Stell dir vor, du wärst irgendwo zwischen Bergen und Seen. Welchen Weg du auch einschlägst, auf einmal stehst du, wo der Bach am breitesten ist. Eine Zauberkraft ist da am Werk. Der ärgste Träumer in der tiefsten Versunkenheit - du stellst ihn auf die Beine und lässt ihn gehen, er wird ans Wasser finden. (H. Melville – Moby Dick)

TOODRYTOCRY ist eine Theaterperformance über Sehnsucht, Verführung und Angst. Die Performerinnen setzen ihre Körper in Beziehung zu Bildern von Flüssigkeiten, zu einer Metaphorik der Fluten, Ströme und Wellen. Sie erzählen von Wesen, die in diesen Flüssigkeiten leben und ihre Stimmen gegen trockenes Land tauschen; sie erzählen von Körpern und Gemeinschaften, die durch diese Wesen bedroht werden. Sie lösen sich auf zu Sumpf, Schmutz und Gewimmel und sie bauen Dämme, um sich davor zu schützen.

Sanierte Altbauten ist ein Künstlerinnenkollektiv aus Hildesheim und wurde 2013 von Sarah Kindermann und Eva Hintermaier gegründet. Ihr Interesse ist es, Aspekte eines gesellschaftspolitischen oder kulturgeschichtlichen Phänomens über mehrere Arbeiten hinweg in je verschiedenen Formaten und Ästhetiken zu verhandeln. TOODRYTOCRY schließt an zwei vorangegangene Arbeiten zum Thema kollektive Abgrenzungsmechanismen an: HATERSGONNAHATE (Theaterperformance) und 360 (Video-/Rauminszenierung; in Kollaboration mit Selektivton).

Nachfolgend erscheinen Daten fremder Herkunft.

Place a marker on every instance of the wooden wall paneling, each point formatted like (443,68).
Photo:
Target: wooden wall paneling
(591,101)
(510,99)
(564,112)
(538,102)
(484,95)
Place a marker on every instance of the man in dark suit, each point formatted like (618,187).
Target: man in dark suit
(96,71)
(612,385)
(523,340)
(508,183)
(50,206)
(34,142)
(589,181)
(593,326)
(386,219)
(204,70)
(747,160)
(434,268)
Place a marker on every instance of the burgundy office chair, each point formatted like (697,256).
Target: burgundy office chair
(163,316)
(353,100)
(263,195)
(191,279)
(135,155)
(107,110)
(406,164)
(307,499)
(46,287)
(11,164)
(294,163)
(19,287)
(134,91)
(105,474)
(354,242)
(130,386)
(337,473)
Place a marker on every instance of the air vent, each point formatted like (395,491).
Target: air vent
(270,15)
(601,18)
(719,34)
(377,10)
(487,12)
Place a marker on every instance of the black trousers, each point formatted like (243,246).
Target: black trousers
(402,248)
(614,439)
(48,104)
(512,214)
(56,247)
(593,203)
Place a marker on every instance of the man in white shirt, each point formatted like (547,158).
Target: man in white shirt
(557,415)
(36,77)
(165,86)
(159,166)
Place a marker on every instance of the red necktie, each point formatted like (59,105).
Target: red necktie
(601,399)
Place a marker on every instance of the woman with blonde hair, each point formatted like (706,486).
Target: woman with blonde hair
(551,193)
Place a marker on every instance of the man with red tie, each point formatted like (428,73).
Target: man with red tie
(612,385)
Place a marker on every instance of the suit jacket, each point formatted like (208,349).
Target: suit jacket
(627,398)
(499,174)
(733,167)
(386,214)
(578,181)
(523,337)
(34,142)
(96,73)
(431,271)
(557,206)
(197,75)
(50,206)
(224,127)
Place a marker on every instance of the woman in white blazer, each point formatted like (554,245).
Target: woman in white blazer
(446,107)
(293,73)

Idee und Performance: Sarah Kindermann, Eva Hintermaier | Produktion: Hannes Siebert | Licht und Video: Insa Peters

Alle Spieltermine: 11.*, 12. & 13.02.2016 | 20 Uhr | *Premiere
Der Eintritt beträgt 8€ bzw. 5€ ermäßigt, Menschen aus laufenden Asylverfahren und aus Notunterkünften erhalten freien Eintritt. 

Video © Faraz Shariat


TOODRYTOCRY findet im Rahmen der Reihe deBühne des Theaterhaus Hildesheim statt. 
Auf der deBühne präsentieren junge Theaterschaffende auf dem Sprung in die Professionalität ihre ersten Arbeiten unter "freien Bedingungen".
Der Theaterhaus Hildesheim e.V. wertschätzt den unerschütterlichen Mut und den Wunsch nach (Selbst-) Verwirklichung junger Theaterschaffender Niedersachsens.

Das Projekt deBühne wird durch das Land Niedersachsen und die Stiftung Niedersachsen gefördert.